NEW YORK, NY, UNITED STATES, December 5, 2022 /EINPresswire.com/ — Koios Medical, a leader in cancer diagnosis using ultrasound, announced receiving CE Marking under the EU MDR for Koios DS, an artificial intelligence (AI) based software platform proven to accurately diagnose both thyroid and breast cancers in ultrasound exams. The novel, dual-diagnosis system, built using data sourced from a global network of 55 sites, aids physicians in quickly and accurately diagnosing disease, improves speed of interpretation, automates reporting, and reduces time to treatment while avoiding unnecessary surgical procedures.
“Koios DS for breast and now thyroid ultrasound exam interpretation and automated reporting is a game changer. Not only will it aid diagnosis of both thyroid and breast cancer, it will allow for more standardized reporting of thyroid nodules preventing potentially unwarranted biopsies on benign lesions and earlier detection and diagnosis,” says Dr. Shah Islam, National Hospital for Neurology & Neurosurgery, London.
The world is facing a significant and growing shortage of radiologists creating an environment that demands innovative solutions that will improve efficiency and reduce time consuming tasks, errors and procedures.
Ultrasound technology is standard of care for both breast cancer and thyroid disease diagnosis. Thyroid exams are one of the most complex, challenging interpretations for radiologists. Diagnostic uncertainty drives a high level of variability across physicians and results in large volumes of surgical procedures, downstream costs, risks of complication, and physician burn-out.
Clinical studies showed thyroid cancer detection rates jumped by up to 14% when physicians utilize Koios DS software while simultaneously reducing false positive biopsy orders by over 35%. Interpretation time per case dropped by over 24% while variability was lowered by over 50%.
FDA Cleared for use and in the US since late 2021 and with CPT® Category III billing codes available since early 2022, the billable, multiple indication medical device software is now available across the EU and UK. In the US alone, breast and thyroid cancers combine for over 375,000 diagnosed cases annually. Over 2.2 million biopsy procedures of breast and thyroid tissue are performed yearly, yet tens of thousands of cancers still go undetected.
“The typical clinical decision-making paradigm relies on tradeoffs; trading sensitivity for specificity, efficiency for thoroughness, but the only thing enforcing this paradigm is the inability to shift off these tradeoff curves in place of shifting along them. This novel software demonstrates when using AI for decision support, physicians experience clinically meaningful shifts in performance, improving interpretation efficacy and diagnostic performance, improving sensitivity and reducing false positives. It is exciting to bring these innovations to physicians and ultimately their patients to elevate care globally,” says Dr. Lev Barinov, Clinical and R&D Advisor.

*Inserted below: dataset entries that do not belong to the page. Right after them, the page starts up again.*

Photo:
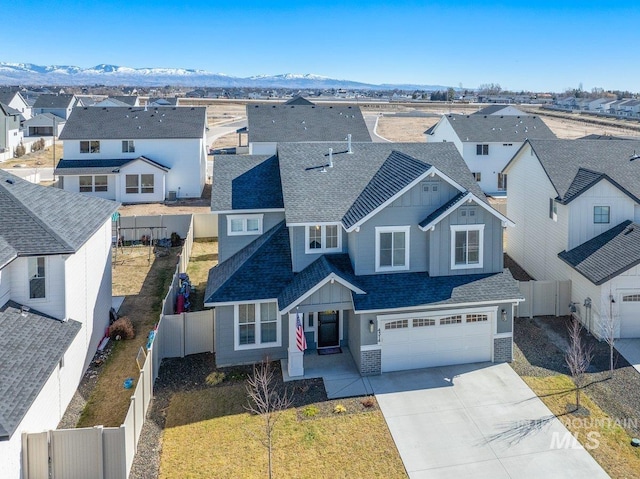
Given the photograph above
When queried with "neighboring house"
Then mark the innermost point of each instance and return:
(271, 124)
(576, 204)
(60, 105)
(488, 142)
(55, 296)
(390, 250)
(500, 110)
(10, 132)
(135, 155)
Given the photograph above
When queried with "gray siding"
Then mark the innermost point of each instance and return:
(299, 259)
(224, 342)
(440, 254)
(230, 245)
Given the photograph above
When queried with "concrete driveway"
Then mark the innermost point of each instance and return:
(477, 420)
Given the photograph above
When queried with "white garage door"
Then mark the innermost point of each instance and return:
(424, 341)
(629, 310)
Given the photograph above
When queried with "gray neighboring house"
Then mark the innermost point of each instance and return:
(390, 250)
(300, 121)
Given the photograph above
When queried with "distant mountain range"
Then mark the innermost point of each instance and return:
(113, 75)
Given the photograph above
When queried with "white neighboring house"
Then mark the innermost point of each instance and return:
(135, 155)
(576, 204)
(55, 296)
(488, 142)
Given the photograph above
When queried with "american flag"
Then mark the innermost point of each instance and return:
(301, 341)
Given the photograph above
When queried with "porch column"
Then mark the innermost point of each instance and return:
(295, 365)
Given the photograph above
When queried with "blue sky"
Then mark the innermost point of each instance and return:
(541, 46)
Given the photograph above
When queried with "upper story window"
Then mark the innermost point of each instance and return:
(392, 248)
(601, 214)
(128, 146)
(238, 225)
(467, 246)
(90, 146)
(37, 277)
(482, 149)
(323, 239)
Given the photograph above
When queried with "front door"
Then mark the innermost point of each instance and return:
(328, 329)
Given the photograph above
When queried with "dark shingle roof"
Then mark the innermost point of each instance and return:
(400, 290)
(134, 123)
(246, 183)
(31, 345)
(54, 101)
(311, 195)
(276, 123)
(338, 264)
(259, 271)
(574, 165)
(608, 254)
(43, 220)
(397, 172)
(497, 128)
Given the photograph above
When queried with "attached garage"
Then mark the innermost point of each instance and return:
(629, 311)
(428, 339)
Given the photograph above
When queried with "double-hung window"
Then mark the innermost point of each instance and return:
(392, 248)
(323, 239)
(466, 246)
(257, 325)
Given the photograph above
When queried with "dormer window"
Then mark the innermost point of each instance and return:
(323, 239)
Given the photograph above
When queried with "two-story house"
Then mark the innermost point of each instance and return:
(576, 204)
(388, 249)
(135, 154)
(488, 142)
(55, 296)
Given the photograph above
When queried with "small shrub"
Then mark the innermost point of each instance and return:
(122, 329)
(310, 411)
(215, 377)
(339, 409)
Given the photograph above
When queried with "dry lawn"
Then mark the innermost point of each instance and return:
(209, 434)
(614, 451)
(144, 284)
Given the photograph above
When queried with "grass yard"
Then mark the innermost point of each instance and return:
(144, 284)
(208, 434)
(614, 451)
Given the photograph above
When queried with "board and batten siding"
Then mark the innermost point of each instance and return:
(230, 245)
(535, 240)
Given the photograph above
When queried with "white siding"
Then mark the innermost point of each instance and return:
(581, 225)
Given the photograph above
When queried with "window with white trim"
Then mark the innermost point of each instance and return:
(239, 225)
(256, 325)
(466, 246)
(323, 239)
(392, 248)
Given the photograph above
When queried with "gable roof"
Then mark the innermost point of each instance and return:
(39, 220)
(61, 100)
(498, 128)
(573, 166)
(313, 196)
(133, 123)
(277, 123)
(607, 255)
(246, 183)
(31, 346)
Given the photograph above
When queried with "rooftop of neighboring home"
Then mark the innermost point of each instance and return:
(574, 166)
(498, 128)
(305, 123)
(135, 123)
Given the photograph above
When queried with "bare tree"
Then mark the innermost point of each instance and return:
(268, 401)
(578, 356)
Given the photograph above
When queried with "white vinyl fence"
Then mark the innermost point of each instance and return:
(108, 452)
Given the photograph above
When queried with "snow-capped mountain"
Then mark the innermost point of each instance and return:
(104, 74)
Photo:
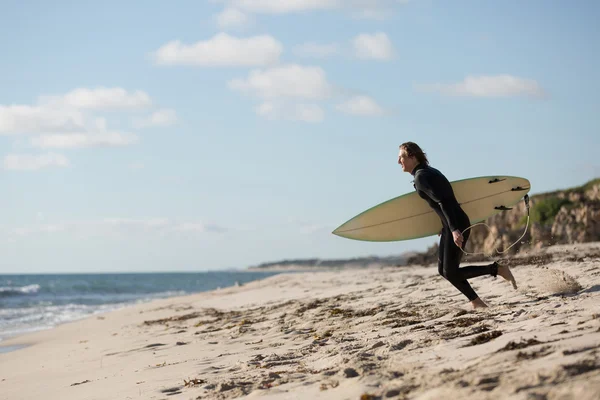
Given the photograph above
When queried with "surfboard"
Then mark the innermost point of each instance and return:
(410, 217)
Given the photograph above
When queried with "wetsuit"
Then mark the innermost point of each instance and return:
(432, 186)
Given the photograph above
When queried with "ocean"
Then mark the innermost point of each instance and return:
(31, 303)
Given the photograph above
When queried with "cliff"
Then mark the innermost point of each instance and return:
(560, 217)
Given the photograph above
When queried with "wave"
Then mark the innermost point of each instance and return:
(19, 290)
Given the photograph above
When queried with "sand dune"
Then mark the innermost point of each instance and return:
(351, 334)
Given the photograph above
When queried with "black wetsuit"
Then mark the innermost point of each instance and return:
(433, 187)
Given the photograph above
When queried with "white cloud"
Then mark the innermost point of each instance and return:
(488, 86)
(17, 119)
(362, 106)
(136, 165)
(32, 162)
(285, 81)
(100, 98)
(71, 112)
(312, 113)
(80, 140)
(222, 50)
(376, 46)
(232, 18)
(358, 8)
(316, 50)
(127, 226)
(163, 117)
(284, 6)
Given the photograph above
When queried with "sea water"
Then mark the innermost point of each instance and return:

Koios DS patented software aligns AI generated findings directly to the Royal College of Radiology U1-U5 and ACR TI-RADS rating systems for tissue classification, scoring, and patient management.
“The ability of physicians and health systems to now code and bill for the use of this innovative and effective technology will most certainly accelerate adoption, putting the software into the hands of physicians for the benefit of patients nationwide,” says Graham Anderson, Koios Medical CFO.
The CE Marking process required that Koios DS be proven to accurately interpret images from all major ultrasound hardware manufacturers. The software is compatible with any PACS workstation viewer and integrated into GE Healthcare’s LOGIQ, Fortis and ABUS ultrasound scanners. The system enables real-time decision-making with results exportable directly into a patient’s record and all major reporting systems, reducing errors and saving time.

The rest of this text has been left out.